Mit Bescheid vom 30. Mai 2000 lehnte der Bundesminister der Verteidigung (BMVg) den Antrag ab. Den hiergegen gestellten Antrag auf gerichtliche Entscheidung hat der BMVg - PSZ III 5 - mit seiner Stellungnahme vom 6. Juli 2000 dem Senat vorgelegt (Verfahren BVerwG 1 WB 64.00).
Mit Schreiben vom 18. Juli 2000 beantragte der Antragsteller, ihm Rechtsschutz durch Erlass einer einstweiligen Anordnung zu gewähren.

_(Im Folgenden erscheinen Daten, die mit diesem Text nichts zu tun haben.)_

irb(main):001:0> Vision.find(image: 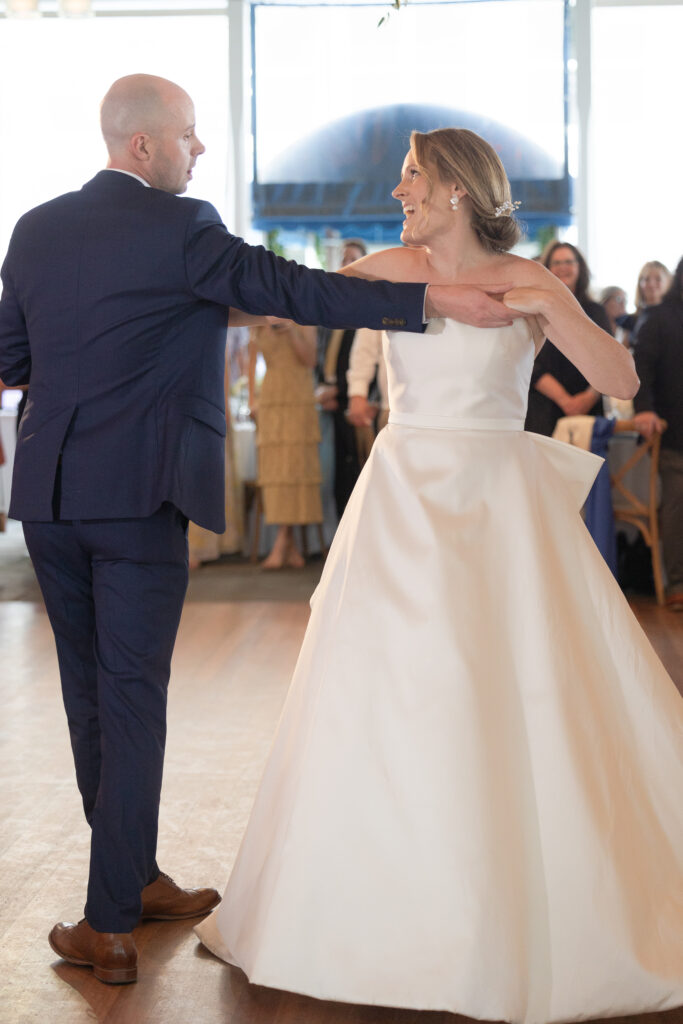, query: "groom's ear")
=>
[129,131,151,160]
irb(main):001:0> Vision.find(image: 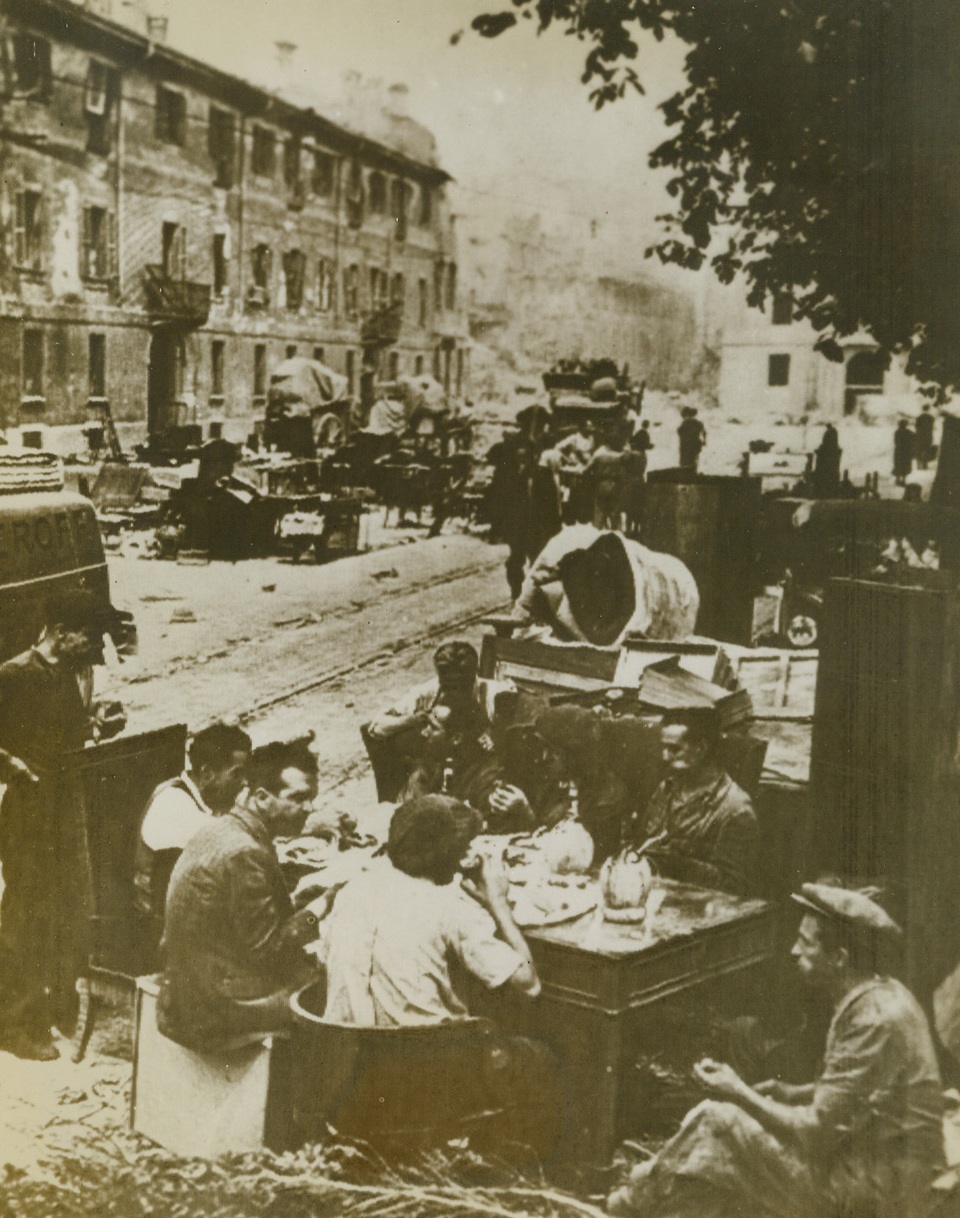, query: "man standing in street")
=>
[676,406,707,470]
[0,592,122,1061]
[157,742,317,1052]
[915,402,933,469]
[607,884,943,1218]
[134,723,251,967]
[893,419,916,486]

Zur Begründung trägt er vor:
Er befinde sich in einer persönlichen Zwangslage. Seine Lebensgefährtin sei gegenwärtig nicht in der Lage, allein zu leben und ihre beiden Kinder zu versorgen. Da sie weder durch Verwandte noch Bekannte in den Niederlanden unterstützt werden könne, sei sie dringend auf seine Hilfe angewiesen. Der Beurlaubung stünden auch keine dienstlichen Gründe entgegen, da er seit 1. Juli 2000 keinen militärischen Dienst mehr leiste, sondern berufsfördernde Maßnahmen in Anspruch nehme.
Er beantragt,
den BMVg zu verpflichten, ihm ab sofort bis zur Entscheidung in der Hauptsache Urlaub unter Wegfall der Geld- und Sachbezüge zu gewähren.
Der BMVg beantragt,
den Antrag zurückzuweisen.
Die vom Antragsteller angeführte Unterstützung seiner Lebensgefährtin und ihrer Kinder stelle keinen wichtigen Grund im Sinne der Sonderurlaubsverordnung dar. Er habe nicht darauf vertrauen dürfen, dass ihm der Dienstherr ein Zusammenleben mit seiner Lebenspartnerin ermöglichen würde. Würde man die persönliche Situation des Antragstellers als wichtigen Grund für eine längerfristige Beurlaubung anerkennen, hätte es ein Soldat in der Hand, seiner freiwillig übernommenen Dienstverpflichtung nicht mehr nachkommen zu müssen. Hieran könne auch die Durchführung berufsfördernder Maßnahmen nichts ändern, denn entweder nehme der Soldat am allgemeinberuflichen Unterricht an einer Bundeswehrfachschule teil oder er habe bis zum Ende seiner Verpflichtungszeit militärischen Dienst zu leisten.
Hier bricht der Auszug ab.